The tewag team is continually working to advance knowledge in the field of geothermal energy. Its aims are to enhance understanding of the systems involved; to devise generally applicable rules for high-quality planning and professional execution and monitoring of geothermal systems; and to optimise geothermal energy supply concepts.
Cold Local Heat Supply
In recent years we have, among other projects, been carrying out research into centralised and decentralised geothermal heat supply systems. As part of those activities, we successfully completed a research project on "Cold local heat supply". With a cold local heat network it is possible to supply a complete settlement very efficiently with heat and cold by means of a central probe field and the distributed deployment of heat pumps at the individual consumer locations. The research project, financed by the German Federal Ministry of Economics and Technology, enhanced our knowledge of modelling, heat transfer, energy transport, the installation of distribution networks, and the use of appropriate materials and control components. The findings obtained and the experience gained, combined with the development of a special planning and design software, brought the innovative supply system to market maturity. The tewag team has already implemented cold local heat supply networks at the "Sonnenberg" construction site in Ludwigsburg and the "Grüne Höfe" site in Esslingen.

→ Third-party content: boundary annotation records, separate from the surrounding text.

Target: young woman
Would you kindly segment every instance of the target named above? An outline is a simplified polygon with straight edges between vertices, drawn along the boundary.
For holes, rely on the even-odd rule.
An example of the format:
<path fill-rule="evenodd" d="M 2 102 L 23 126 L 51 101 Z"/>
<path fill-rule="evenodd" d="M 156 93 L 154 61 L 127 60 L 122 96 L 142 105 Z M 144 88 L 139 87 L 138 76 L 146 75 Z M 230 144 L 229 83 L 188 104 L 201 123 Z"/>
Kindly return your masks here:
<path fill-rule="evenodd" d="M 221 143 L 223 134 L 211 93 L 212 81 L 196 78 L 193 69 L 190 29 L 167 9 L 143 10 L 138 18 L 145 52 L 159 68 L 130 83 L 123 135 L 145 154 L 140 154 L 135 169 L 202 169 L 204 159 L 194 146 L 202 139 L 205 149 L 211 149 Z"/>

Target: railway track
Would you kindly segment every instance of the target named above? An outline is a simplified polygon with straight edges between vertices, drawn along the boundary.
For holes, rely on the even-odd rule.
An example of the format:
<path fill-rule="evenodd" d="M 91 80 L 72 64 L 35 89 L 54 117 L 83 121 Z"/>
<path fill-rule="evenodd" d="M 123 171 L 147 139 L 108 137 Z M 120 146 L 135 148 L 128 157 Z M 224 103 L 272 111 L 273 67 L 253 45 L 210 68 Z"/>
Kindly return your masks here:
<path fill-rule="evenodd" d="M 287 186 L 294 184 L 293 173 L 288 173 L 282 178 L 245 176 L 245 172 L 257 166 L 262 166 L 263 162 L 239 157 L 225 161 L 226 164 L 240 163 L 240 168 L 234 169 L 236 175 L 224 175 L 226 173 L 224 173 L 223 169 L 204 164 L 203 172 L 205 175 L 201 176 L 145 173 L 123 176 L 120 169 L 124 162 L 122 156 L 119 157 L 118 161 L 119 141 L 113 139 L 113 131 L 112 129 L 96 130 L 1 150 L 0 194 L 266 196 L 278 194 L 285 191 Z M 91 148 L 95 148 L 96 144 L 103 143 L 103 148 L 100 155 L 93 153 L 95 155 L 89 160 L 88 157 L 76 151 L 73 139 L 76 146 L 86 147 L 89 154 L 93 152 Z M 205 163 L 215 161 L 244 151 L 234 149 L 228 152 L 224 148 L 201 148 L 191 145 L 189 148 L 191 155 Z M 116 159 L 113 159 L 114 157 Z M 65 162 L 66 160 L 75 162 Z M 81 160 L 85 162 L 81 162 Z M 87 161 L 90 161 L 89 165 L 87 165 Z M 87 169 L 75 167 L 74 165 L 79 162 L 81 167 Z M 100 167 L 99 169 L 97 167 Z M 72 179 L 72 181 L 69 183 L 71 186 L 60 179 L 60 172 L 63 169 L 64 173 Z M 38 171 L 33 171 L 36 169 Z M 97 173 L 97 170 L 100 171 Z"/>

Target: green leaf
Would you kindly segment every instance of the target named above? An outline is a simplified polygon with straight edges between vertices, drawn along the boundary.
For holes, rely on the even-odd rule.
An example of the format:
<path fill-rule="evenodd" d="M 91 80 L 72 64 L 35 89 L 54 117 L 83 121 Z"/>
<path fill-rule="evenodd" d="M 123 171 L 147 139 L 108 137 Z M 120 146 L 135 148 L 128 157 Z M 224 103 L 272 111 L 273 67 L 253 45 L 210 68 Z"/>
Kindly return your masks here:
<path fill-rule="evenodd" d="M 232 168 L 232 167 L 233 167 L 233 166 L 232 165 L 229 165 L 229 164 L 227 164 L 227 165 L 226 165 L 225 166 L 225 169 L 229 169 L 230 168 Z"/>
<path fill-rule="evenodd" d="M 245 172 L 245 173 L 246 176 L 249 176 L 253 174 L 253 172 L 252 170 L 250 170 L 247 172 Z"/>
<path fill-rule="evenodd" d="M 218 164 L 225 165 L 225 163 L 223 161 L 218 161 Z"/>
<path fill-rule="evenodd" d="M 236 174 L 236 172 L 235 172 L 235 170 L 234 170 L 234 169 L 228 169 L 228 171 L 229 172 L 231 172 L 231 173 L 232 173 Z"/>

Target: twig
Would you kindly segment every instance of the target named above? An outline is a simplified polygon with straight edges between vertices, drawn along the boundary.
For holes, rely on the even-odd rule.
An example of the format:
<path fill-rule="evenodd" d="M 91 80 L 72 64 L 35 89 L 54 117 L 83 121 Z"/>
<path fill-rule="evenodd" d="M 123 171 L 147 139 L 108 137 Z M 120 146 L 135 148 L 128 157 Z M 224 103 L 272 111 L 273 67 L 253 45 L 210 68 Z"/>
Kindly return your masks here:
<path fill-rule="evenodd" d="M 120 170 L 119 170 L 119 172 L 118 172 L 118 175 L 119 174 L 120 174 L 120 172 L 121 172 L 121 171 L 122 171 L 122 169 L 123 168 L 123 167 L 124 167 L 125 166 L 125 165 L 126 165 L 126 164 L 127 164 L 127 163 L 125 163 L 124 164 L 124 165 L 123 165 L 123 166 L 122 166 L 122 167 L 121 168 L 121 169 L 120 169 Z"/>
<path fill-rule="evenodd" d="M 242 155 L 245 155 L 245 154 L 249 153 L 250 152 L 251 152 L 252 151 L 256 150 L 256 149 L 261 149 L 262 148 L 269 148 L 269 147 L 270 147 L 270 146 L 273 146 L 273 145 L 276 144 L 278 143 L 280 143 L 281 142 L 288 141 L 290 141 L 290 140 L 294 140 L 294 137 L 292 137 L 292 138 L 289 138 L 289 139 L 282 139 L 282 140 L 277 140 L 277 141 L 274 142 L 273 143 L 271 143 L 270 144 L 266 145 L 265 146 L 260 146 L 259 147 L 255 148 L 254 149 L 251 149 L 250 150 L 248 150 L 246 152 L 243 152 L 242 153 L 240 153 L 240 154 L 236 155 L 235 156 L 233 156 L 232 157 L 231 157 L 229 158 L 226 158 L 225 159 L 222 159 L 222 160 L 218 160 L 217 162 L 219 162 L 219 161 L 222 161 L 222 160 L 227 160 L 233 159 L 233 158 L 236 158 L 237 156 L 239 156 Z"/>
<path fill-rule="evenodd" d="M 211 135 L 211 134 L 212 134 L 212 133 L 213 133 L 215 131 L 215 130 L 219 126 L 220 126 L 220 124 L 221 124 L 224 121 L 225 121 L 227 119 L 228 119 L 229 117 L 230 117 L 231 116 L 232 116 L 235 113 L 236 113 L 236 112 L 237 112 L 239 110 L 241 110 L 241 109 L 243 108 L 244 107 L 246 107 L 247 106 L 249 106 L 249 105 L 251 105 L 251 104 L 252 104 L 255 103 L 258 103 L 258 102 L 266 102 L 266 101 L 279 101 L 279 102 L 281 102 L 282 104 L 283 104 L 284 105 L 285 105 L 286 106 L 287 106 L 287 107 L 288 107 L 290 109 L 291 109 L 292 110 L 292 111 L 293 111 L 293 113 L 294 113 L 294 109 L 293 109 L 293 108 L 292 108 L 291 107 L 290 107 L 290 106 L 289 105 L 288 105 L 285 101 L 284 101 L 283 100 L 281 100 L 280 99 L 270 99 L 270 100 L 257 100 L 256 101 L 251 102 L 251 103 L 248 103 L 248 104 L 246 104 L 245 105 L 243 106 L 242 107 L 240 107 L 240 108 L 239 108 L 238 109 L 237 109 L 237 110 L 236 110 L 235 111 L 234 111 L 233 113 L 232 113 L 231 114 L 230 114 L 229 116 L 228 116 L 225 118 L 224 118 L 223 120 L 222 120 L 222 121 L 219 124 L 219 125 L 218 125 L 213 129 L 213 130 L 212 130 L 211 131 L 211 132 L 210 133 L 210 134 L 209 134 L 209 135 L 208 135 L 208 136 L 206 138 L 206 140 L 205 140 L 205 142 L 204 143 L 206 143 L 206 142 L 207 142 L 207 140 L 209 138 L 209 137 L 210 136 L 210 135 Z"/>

Quality Criteria for Geothermal Systems
Current research activities are focused on quality assurance in the planning, construction and operation of geothermal probe systems. We are drawing up recommendations as to how ground-water pollution can be avoided, detailing the essential aspects of sound planning, setting out the potential impact on drilling operations of geotechnical risks, and explaining what state-of-the-art execution of drilling and supply connection work means. Our objective is to set forth criteria for working with soil and ground-water which minimise the risks and safeguard sustainable management of the underground environment in order to preserve natural cycles.
In an already completed project, we analysed and assessed a CO2 probe (thermosiphon heat pipe). We are at present analysing the use of a direct-evaporator probe (also termed: phase-change probe). This project is also investigating the possibilities for combining a solar energy plant with a ground-source heat pump system. The heat source for this is a cascaded solar energy store in a "geothermal cistern" with artificial freezing of the ground.
The highly interdisciplinary nature of the research projects, and the close cooperation between project partners, is making it increasingly easy to find satisfactory answers to complex, over-arching questions in research and development work.